Les FUSA doivent passer par plusieurs actes notariés et un certain accompagnement doit être disponible pour le constituant tout au long du processus, ce qui engendre des frais. Il peut aussi être difficile de convaincre un producteur de former une FUSA étant donné que sa terre représente souvent son fonds de pension. Puisque les fiducies n’ont pas le financement pour acheter les biens à valeur marchande, cela implique que l’agriculteur doit donner ou vendre sa terre à un prix moindre, une façon de procéder qui n’est pas toujours très alléchante pour lui.  

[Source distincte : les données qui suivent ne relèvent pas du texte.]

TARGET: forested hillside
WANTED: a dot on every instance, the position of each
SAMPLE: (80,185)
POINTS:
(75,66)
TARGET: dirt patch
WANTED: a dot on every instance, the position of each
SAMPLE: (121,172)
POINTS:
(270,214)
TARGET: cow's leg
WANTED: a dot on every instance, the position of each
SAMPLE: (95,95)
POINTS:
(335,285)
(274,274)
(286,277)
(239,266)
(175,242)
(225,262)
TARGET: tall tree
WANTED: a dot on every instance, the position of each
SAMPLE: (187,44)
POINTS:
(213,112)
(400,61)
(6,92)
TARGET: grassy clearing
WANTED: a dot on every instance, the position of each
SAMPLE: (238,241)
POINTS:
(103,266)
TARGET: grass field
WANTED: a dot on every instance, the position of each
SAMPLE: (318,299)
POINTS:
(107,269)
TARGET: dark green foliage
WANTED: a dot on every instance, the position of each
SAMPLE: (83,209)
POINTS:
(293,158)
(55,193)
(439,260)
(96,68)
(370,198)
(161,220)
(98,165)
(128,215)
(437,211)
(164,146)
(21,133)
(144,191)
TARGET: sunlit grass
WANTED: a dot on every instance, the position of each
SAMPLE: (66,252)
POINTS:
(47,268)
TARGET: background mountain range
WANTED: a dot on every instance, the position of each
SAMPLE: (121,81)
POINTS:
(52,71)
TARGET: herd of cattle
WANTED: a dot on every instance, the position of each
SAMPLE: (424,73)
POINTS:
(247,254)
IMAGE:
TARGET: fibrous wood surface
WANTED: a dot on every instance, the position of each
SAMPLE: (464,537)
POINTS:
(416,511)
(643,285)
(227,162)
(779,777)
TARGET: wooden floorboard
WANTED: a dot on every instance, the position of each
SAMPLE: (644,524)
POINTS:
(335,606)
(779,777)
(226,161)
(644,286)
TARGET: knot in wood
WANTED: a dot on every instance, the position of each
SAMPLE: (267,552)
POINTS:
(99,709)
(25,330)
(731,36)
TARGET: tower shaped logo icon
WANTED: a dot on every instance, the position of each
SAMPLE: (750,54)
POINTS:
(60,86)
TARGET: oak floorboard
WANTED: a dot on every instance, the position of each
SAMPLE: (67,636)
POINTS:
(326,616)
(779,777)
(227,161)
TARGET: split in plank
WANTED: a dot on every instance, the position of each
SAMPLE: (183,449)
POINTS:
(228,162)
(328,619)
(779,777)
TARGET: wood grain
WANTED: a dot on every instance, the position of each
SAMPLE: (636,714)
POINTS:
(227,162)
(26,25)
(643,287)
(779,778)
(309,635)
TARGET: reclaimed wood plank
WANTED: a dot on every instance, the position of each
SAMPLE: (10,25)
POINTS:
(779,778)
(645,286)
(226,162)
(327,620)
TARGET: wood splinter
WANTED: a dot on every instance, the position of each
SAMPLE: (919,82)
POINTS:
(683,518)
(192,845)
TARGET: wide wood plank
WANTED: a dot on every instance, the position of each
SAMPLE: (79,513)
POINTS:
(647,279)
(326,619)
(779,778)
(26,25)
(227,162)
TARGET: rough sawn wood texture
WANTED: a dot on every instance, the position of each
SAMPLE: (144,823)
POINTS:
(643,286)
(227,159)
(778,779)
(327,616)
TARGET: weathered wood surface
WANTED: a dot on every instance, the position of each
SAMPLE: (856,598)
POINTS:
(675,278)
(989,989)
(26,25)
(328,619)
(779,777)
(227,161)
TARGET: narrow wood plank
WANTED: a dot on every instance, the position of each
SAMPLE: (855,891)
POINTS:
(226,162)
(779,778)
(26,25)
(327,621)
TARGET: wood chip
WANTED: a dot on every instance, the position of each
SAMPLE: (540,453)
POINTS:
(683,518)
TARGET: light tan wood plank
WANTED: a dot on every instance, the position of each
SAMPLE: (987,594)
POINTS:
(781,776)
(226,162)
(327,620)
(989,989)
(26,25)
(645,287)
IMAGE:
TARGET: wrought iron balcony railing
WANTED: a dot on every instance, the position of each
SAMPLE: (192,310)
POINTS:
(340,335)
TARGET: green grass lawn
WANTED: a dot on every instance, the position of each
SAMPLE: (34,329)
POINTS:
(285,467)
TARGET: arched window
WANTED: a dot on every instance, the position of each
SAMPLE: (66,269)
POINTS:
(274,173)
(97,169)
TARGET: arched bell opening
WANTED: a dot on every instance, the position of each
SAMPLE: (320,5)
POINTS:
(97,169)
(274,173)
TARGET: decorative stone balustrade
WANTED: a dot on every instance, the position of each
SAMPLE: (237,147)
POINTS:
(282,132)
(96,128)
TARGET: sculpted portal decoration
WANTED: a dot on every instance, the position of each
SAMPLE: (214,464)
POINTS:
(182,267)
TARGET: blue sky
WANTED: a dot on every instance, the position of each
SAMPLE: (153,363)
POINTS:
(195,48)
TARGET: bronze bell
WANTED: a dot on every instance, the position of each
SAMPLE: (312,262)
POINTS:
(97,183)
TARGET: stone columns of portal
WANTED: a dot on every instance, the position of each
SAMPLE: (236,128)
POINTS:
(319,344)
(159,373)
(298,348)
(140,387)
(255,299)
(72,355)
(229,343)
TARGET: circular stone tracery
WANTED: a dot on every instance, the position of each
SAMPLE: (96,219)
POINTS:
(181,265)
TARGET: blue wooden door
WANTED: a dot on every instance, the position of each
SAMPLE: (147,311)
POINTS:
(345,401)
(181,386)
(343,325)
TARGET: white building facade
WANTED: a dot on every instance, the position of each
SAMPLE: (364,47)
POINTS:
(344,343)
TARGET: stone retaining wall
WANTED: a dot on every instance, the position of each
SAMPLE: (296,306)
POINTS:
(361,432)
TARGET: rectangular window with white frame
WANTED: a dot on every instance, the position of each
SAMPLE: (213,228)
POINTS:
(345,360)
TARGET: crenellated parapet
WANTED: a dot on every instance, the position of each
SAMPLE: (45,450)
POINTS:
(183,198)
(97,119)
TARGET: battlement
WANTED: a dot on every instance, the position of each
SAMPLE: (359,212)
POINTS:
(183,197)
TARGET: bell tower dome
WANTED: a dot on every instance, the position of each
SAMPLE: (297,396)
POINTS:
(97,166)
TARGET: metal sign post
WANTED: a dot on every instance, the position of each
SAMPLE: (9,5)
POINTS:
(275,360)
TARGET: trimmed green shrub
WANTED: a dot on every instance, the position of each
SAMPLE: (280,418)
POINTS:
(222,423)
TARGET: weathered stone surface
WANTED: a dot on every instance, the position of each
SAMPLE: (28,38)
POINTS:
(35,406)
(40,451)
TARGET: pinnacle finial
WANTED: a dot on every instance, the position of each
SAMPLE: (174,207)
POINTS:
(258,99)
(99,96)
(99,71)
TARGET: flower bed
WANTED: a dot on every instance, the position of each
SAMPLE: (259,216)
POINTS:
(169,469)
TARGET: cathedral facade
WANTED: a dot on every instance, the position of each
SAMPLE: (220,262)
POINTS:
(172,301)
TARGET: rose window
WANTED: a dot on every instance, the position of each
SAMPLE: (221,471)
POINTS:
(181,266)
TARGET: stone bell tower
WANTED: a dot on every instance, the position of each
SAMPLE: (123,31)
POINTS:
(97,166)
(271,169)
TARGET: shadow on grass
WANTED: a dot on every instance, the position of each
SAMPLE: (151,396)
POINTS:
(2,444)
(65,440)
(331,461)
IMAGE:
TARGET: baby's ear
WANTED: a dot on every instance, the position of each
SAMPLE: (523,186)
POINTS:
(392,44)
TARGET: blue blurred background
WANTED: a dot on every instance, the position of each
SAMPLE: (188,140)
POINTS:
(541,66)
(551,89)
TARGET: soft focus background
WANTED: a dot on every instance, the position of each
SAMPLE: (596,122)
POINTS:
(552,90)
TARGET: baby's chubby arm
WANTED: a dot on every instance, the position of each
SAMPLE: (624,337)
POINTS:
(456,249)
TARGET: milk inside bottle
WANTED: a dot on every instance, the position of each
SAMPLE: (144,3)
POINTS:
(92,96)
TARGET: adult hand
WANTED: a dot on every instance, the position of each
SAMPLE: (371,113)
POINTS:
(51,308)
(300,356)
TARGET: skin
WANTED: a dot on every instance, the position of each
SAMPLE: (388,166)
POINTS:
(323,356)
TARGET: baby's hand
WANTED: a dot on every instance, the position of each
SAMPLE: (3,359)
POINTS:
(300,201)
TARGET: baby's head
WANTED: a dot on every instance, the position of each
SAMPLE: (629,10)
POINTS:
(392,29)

En terminant, les FUSA s’adressent aux agriculteurs pour qui ce métier est une véritable passion et qui souhaitent voir ce domaine se développer encore longtemps, tout en redonnant à la communauté. Il faut garder en tête que ce ne sont pas tous les pays du monde qui ont la chance d’avoir autant de sols cultivables. Maintenant qu’il y a de plus en plus de bouches à nourrir, l’agriculture est un sujet important qui se doit d’être connu et compris de tous. Par le maintien de la terre à l’état exploitable, c’est non seulement notre indépendance alimentaire, mais aussi notre patrimoine et notre histoire qui sont conservés.